This morning The Post reports that a Somali terrorist named Ahmed Abdulkadir Warsame was held and interrogated on a Navy ship for more than two months before being flown to New York to stand trial. The Post reports this morning that he “is the first foreign terrorism suspect captured by the administration outside the United States and moved to this country for trial.” This news comes a week after Vice Adm. William McRaven told the Senate Armed Services Committee that the Obama administration has no clear plan for handling captured terrorist leaders if they are caught alive outside the war zones of Afghanistan and Iraq. McRaven testified that that “in many cases” suspects captured in secret are taken to a U.S. Navy ship until they can be tried in a U.S. court or transferred to the custody of an allied country, but if neither option is feasible, he said, the terrorist is let go. “If we can’t do either one of those, then we will release that individual,” McRaven told the committee.

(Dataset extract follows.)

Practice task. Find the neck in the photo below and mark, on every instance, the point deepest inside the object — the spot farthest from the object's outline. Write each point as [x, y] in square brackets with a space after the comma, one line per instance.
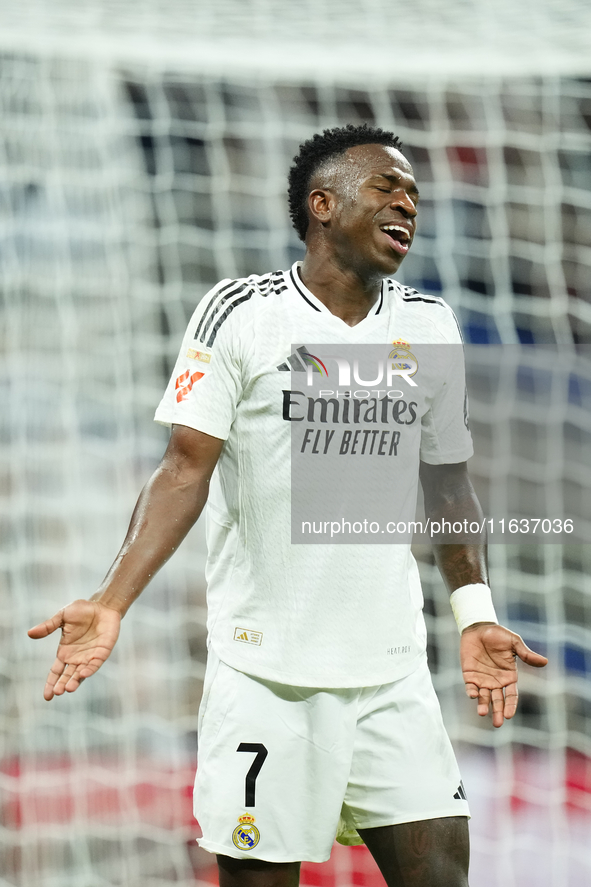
[342, 289]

Which leaves the obvious question: If Warsame is the first suspect to be transferred to the United States for trial, what happened to the others?

(Snip)

Until now, it was believed that the administration was not capturing senior terrorists alive outside the war zones of Afghanistan and Iraq, but simply killing them. Last year, The Post reported that there had been no known high-value detentions by the United States since Obama took office. Now, it appears, we have indeed been capturing such terrorists — and setting them free. If so, this is an outrage. With Adm. McRaven’s testimony, and today’s news, the administration owes the American people — and the United States Congress — some answers, and fast.